Pour en revenir à l’UK, le gouvernement actuel, qui depuis le référendum
montre qu’il n’a pas avoir de vision à propos de la question alimentaire, vient
de proposer une loi agricole où les agriculteurs sont réduits au rôle de
gardiens des paysages, selon une approche de la gestion des terres purement
environnementale…
Les « écololos », décidément…
C’est certes très positif, voire nécessaire, de s’enquérir des questions
des sols et du carbone… « Mais il n’y
a toujours pas de plan alimentaire national ! Or, à quoi sert la terre : à
nourrir la population ou à la contemplation des riches ? »
J’adore la saillie…
Ceci dit, avec le réchauffement climatique – je rappelle que les romains
faisaient pousser avec succès des vignes jusqu’au tréfonds de l’actuelle
Angleterre et en Pays de Galle… comme quoi, on sort à peine d’un
petit-âge-glaciaire ! – il ne me parait pas idiot d’exporter du raisin, ou
un premier jus.
Manifestement cette idée trottine dans la tête de quelques
« vigneux », dotés de cuves et de caves d’affinage, qui font dans le
blanc acidulé : Ne me demandez pas lesquels, secret-professionnel.

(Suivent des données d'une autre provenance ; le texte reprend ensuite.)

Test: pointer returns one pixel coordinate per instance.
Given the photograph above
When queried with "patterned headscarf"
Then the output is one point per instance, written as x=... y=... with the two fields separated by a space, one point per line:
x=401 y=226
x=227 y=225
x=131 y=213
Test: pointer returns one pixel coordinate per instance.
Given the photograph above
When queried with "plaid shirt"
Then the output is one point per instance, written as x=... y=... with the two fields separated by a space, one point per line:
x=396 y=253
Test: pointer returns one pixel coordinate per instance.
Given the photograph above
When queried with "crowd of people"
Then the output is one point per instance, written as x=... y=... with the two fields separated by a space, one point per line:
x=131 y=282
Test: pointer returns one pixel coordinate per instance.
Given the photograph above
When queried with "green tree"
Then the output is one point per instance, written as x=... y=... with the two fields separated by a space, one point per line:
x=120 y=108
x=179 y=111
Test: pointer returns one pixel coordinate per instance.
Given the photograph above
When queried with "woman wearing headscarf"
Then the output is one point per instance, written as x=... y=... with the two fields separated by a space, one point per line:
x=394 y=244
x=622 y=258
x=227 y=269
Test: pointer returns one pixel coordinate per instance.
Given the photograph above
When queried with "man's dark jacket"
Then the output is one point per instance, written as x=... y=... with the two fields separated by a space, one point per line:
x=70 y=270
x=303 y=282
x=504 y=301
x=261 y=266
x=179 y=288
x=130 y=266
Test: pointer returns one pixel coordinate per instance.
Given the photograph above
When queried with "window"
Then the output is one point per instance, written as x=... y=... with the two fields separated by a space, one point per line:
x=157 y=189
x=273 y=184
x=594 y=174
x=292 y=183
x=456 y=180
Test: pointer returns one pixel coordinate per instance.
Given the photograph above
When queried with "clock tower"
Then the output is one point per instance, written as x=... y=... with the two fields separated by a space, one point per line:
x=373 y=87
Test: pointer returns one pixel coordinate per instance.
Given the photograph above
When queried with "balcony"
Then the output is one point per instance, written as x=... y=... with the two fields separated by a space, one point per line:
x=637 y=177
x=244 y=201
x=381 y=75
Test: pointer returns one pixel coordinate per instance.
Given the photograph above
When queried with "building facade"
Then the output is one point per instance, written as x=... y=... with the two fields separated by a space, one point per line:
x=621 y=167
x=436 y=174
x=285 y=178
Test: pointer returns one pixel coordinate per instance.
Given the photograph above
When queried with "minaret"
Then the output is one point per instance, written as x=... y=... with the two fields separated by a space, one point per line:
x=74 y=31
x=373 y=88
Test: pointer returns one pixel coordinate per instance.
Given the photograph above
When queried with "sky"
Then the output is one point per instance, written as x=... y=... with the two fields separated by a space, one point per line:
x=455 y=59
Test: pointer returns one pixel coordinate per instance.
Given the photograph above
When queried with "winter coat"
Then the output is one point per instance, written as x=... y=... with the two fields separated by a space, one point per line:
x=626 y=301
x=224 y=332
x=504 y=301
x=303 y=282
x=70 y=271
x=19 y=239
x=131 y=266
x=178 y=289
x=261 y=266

Ce qui ne nourrira pas nécessairement les britishs, mais pourrait
permettre un rebond dans l’intermède d’après leur révolution agricole.
Parce que bon, le fish & chips islandais, le poulet-mexicain ou le
burger au soja, ça va un moment…
Reste le thé. Tant qu’ils auront du thé et de la bière, ils pourront se
consoler, ce qui reste assez drôle, finalement.